One of my biggest splurges of the past year was this four-piece beach or sailing ensemble. After years of building a collection, I’ve learned that it’s better to wait for really special things to come to the market instead of buying a lot of miscellaneous bargains. This set is a good example of what I’m saying. I spent more on it than I normally spend on acquisitions, but it was such a great addition to my collection that I just could not resist.

Here are the first two pieces – a playsuit/bathing suit, and a rope belt. The neck with those fabulous nautical flags ties with the same rope as the belt. The belt buckle is plastic, and it is a small miracle that the thing has survived eighty something years.

I was hoping the flags spelled out a secret message, but I could not find a corresponding message for each flag.

This is also the case for the buckle, or at least I could not find it in any of the charts.
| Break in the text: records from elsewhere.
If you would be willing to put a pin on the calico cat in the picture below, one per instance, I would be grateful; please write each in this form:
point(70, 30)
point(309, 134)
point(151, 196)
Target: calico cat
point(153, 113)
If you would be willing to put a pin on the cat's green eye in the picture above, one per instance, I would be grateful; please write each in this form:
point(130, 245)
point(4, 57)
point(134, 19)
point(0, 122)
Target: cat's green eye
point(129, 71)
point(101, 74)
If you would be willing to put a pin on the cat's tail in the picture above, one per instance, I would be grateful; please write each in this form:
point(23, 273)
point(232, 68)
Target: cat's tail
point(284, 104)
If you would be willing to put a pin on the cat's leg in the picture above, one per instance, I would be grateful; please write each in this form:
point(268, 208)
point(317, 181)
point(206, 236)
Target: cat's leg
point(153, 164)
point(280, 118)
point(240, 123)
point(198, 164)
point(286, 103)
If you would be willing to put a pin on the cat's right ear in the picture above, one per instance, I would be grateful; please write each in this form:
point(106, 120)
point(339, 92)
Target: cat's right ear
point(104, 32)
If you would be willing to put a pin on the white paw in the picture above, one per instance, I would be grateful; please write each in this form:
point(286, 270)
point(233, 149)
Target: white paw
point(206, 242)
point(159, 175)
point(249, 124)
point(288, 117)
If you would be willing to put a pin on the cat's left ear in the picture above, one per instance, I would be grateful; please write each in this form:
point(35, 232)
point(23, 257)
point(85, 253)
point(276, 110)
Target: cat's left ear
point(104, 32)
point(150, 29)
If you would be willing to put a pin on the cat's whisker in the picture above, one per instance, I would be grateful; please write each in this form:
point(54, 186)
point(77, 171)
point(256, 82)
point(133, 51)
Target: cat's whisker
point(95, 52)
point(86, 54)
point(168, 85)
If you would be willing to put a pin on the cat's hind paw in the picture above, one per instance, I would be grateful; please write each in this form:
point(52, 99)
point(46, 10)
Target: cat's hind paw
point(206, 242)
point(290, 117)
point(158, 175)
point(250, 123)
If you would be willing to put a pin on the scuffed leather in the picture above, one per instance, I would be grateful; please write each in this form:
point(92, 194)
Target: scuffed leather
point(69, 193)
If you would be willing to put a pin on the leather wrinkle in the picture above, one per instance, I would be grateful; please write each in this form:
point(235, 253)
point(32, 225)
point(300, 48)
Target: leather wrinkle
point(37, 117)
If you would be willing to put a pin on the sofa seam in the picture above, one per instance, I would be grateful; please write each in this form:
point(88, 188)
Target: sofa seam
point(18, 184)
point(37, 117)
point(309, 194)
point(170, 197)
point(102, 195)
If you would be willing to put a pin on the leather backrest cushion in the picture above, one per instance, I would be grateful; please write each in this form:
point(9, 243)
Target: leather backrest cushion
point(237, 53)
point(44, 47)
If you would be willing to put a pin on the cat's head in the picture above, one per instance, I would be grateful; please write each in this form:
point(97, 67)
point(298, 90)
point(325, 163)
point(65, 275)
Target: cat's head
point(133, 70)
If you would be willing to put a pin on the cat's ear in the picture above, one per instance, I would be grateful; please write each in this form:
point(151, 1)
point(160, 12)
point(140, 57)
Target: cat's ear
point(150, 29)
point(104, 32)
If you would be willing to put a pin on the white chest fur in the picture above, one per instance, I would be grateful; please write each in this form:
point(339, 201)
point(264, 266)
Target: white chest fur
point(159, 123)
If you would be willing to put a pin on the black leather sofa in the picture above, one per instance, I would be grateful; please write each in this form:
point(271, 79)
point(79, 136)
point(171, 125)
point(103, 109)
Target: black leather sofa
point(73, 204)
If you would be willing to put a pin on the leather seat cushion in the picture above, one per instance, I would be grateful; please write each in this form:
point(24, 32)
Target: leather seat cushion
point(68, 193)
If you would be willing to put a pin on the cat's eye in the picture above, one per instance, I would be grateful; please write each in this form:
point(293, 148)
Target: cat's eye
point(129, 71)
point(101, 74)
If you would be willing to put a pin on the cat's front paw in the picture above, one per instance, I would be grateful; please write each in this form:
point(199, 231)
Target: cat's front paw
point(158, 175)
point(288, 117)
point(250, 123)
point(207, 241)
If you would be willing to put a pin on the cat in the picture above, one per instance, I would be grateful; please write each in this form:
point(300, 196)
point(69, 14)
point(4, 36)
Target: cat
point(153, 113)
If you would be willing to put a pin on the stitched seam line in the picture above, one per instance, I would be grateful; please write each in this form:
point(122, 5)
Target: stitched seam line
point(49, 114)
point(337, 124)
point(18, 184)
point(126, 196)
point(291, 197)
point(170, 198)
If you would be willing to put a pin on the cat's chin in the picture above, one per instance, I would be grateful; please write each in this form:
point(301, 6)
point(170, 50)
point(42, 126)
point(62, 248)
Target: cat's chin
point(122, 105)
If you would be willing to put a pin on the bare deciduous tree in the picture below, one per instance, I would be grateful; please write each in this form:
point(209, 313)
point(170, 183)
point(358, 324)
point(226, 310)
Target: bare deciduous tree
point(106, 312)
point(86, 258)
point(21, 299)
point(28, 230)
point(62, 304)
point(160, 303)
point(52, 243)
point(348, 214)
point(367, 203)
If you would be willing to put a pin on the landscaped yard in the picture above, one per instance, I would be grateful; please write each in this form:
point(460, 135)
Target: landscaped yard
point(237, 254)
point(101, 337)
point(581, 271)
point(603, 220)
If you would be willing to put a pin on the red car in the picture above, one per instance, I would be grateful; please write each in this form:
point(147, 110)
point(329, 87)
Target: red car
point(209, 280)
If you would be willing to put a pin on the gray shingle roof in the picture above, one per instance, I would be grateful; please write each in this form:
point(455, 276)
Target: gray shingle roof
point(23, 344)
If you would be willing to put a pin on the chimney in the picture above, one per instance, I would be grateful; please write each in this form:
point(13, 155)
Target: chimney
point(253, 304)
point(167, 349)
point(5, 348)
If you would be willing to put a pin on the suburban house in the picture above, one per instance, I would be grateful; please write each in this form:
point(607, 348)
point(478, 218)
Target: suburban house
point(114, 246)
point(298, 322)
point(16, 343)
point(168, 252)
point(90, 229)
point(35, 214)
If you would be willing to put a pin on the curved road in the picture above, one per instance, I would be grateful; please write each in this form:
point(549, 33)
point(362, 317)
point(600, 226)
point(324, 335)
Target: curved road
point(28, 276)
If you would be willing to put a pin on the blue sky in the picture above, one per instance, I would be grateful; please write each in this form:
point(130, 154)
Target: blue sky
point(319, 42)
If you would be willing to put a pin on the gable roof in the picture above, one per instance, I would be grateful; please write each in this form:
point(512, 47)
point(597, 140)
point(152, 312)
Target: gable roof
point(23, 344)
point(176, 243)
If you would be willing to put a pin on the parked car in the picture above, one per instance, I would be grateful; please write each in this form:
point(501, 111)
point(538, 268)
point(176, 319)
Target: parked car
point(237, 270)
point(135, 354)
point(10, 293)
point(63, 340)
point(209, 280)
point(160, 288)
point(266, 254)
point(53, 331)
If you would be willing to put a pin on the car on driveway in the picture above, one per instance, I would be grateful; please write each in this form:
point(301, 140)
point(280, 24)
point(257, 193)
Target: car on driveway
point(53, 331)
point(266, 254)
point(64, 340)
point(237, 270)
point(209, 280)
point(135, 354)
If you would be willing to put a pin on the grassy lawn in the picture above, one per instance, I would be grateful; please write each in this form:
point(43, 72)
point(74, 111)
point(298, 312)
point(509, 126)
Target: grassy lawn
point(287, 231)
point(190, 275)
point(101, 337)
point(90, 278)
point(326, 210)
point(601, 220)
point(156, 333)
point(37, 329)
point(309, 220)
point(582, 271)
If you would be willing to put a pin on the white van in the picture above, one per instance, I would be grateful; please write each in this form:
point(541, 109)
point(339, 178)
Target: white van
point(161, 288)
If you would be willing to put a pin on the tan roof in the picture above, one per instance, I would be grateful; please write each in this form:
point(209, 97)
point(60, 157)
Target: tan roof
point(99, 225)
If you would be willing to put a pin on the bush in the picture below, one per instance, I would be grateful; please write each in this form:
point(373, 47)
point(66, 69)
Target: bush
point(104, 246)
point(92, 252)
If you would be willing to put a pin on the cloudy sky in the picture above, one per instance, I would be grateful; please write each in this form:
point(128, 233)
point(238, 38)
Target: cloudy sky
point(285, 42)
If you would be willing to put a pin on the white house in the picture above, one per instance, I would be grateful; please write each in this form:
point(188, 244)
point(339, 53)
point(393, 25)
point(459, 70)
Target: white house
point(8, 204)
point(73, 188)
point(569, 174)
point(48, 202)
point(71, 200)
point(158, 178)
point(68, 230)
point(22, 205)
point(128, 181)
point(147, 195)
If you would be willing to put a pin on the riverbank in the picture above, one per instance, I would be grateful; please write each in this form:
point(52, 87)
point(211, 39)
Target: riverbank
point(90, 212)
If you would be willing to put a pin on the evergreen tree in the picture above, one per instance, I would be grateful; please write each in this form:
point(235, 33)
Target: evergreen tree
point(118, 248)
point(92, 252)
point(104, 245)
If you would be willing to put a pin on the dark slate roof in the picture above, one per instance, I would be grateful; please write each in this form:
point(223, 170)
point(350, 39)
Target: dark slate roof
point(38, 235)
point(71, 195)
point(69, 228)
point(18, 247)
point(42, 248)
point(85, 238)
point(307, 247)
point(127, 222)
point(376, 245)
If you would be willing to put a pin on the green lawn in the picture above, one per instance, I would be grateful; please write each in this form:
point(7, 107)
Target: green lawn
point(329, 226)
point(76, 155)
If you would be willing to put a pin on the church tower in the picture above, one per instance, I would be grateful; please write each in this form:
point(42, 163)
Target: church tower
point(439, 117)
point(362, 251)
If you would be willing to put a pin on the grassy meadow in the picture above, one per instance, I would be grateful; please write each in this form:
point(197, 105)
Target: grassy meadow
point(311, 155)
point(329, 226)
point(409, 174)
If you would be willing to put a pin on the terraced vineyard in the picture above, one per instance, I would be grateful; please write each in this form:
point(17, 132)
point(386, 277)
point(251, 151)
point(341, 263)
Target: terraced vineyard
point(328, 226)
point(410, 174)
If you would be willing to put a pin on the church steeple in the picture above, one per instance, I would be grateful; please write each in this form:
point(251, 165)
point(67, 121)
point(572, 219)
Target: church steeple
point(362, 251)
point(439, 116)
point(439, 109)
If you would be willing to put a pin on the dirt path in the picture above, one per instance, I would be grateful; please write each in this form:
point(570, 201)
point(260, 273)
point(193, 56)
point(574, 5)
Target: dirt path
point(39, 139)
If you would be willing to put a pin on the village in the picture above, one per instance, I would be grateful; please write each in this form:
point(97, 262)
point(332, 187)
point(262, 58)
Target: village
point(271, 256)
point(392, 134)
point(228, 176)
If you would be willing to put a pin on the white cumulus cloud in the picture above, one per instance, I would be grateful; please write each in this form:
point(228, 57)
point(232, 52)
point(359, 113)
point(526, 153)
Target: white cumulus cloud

Maybe I’m asking too much of an already fabulous article.

The pants could be added for a more covered up look. You might have expected the pants to be more like traditional sailor pants with the front flap and two rows of buttons, but the designer was too creative for that.

Instead she gave us one row of buttons on the side front, with a diagonal line to the crotch. You can’t tell from my photo but the opening actually drapes and overlaps an interior piece, and there are straps (barely visible on waistband) that wrap and button. It’s such a great design.

The last piece is a little red jacket, which by itself would look rather plain. But with the flags draped over the neckline and the belt buckle directly below, no other decoration was needed.

Unfortunately, the bathing suit is not in perfect condition. It obviously got much more wear than the other pieces, and there is an area of damage right on the front. When I received this the holes looked much worse, but I did a temporary repair in which I stitched the visible fabric to the lining.  In an interesting twist, I would never have been able to afford this had it been in perfect condition. The trick is to balance fabulousness and rarity with condition. The fact that there were four coordinating pieces really adds to the scarcity. I often see bits and pieces of former sets that have lost their mates. It’s sad, actually.

Can you tell this is a knit? It’s a very finely knit rayon and looks quite similar to the good nylons used by better lingerie companies starting in the late 1940s. It is sometimes hard to tell the difference between knit rayon and the later nylon, and I’ve seen 1930s knit rayon mislabeled by sellers as nylon.

Dating was made easy due to the single label present. This is the label used when products were made in accordance with the National Recovery Act, or NRA. The act was instituted in 1933, but was found to be unconstitutional in 1935, so there is only a three year window in which items with the NRA eagle symbol could have been made.